By Mitch Strohm, THELAW.TV
Employers across the nation are trying to curb the health care costs of their workers, and for some, wellness programs seem to be the answer.
In fact, 86 percent of employers indicated that they currently offer wellness-based incentives, according to a survey by Fidelity Investments and the National Business Group on Health.
"As the cost of providing health care continues to increase, employers recognize one of the key ways to manage their company's costs is to incent their workforce to lead a healthier lifestyle," said Adam Stavisky, senior vice president of Fidelity's Benefits Consulting business in a press release about the survey.
But some companies -- like Michelin North America Inc. and Honeywell International Inc. -- have started using programs that some are considering penalties.
"Wellness programs are clearly the trend of the future," says Lew Malty, president of the National Workrights Institute in New Jersey, a nonprofit employee rights advocacy group.
But, "wellness programs don't have to be punitive," he adds.
Group health plans are prohibited from charging employees different premiums based on their health status, according to The Health Insurance Portability and Accountability Act (HIPPA) of 1996.
However, it allows employers to provide financial incentives for employees who achieve certain health goals or participate in certain health promotion programs.
Those programs are divided into two areas, one area that requires employees to simply participate in a program for rewards and one area that ties financial incentives to the achievement of certain health standards.
For example, your company might offer a credit toward deductibles for simply completing a health-assessment survey, which could be considered a non-punitive program.
Or, your company might only offer a reward if you meet certain health standards for things like blood pressure, glucose, cholesterol and waist size, which might be considered punitive.
Many employee-rights advocates are disgruntled by punitive wellness programs, calling them legal discrimination or pay cuts by a different name.

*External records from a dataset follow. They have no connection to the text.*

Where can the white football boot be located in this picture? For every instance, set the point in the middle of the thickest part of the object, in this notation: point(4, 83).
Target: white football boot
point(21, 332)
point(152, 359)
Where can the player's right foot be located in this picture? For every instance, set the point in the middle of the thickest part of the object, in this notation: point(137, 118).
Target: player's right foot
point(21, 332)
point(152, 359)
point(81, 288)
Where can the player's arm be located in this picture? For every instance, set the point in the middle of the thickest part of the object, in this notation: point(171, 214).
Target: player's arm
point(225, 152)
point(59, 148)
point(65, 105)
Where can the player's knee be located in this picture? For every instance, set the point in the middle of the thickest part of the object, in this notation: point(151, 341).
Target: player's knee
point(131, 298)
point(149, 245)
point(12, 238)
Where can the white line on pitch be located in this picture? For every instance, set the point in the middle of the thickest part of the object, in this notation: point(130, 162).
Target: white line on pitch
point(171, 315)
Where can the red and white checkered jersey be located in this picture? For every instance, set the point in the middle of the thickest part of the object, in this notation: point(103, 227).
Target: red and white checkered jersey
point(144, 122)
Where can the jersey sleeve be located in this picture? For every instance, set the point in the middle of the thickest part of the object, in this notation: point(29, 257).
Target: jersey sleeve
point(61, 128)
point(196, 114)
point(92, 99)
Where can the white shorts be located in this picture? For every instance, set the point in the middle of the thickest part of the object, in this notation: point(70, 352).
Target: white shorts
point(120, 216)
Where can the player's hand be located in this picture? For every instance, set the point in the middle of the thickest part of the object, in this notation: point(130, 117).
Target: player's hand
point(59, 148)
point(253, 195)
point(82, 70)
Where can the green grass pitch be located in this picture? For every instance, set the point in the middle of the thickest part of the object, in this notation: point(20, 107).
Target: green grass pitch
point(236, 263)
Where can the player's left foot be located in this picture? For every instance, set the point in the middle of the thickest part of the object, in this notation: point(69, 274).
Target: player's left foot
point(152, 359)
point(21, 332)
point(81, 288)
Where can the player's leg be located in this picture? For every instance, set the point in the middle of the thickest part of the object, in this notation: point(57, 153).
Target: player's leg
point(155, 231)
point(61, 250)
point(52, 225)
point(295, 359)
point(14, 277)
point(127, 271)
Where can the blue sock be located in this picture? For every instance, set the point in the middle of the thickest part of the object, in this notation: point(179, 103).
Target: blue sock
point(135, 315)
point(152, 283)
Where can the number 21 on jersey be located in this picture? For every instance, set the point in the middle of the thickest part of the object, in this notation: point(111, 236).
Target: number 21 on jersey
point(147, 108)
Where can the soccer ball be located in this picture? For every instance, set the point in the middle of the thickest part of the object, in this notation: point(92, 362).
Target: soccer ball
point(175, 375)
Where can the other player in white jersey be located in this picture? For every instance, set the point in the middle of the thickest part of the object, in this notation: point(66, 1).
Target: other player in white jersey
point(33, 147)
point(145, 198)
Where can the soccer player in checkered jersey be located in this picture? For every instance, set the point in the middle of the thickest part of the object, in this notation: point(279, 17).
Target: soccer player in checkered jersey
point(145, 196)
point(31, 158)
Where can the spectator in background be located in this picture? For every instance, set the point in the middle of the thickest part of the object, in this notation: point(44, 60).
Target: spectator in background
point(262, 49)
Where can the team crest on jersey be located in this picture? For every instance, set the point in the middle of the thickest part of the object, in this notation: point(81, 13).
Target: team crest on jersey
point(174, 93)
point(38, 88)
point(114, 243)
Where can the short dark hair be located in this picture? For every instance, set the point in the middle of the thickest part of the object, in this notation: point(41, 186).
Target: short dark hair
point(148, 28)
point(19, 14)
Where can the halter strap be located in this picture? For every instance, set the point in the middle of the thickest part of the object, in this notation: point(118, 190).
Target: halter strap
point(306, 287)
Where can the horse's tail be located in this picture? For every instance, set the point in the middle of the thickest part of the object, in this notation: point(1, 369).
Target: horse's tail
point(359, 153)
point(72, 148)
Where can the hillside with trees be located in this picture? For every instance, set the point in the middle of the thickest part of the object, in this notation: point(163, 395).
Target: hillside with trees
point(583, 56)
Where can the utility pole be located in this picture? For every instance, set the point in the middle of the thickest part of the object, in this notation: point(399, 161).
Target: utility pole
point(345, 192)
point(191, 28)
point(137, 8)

Under HIPPA, employers are allowed to charge unhealthy employees up to 20 percent more of the cost of the company medical plan, says Malty.
Beginning in 2014, that limit rises to 30 percent.
If the penalty were limited to behavior, it might be defensible, says Malty -- giving up smoking is a behavioral choice.
Yet, in some cases, instead of penalizing the behavior, they penalize the health marker, like cholesterol.
And that's unfair, says Malty, because some people are genetically destined to have high cholesterol, and it's out of their control.
As long as there's a connection between off-duty behavior and health cost, employers can charge the maximum.
Malty points out that if a worker's off-duty behavior, like smoking, costs the company $500 per year, it might be fair to charge that individual $500 more per year for health care but not more -- the employer shouldn't be entitled to make a profit on your unhealthy behavior, he notes.
In addition, employers can legally refuse to hire someone with poor health as long as it's not based on disability or genetics, says Malty.
"Where an employer cannot take action, is when it's discriminating against someone because of a handicap," says John P. Hancock Jr., attorney and shareholder at Butzel Long in Detroit.
For example, it's illegal for an employer to charge those with muscular dystrophy more for health care than everyone else.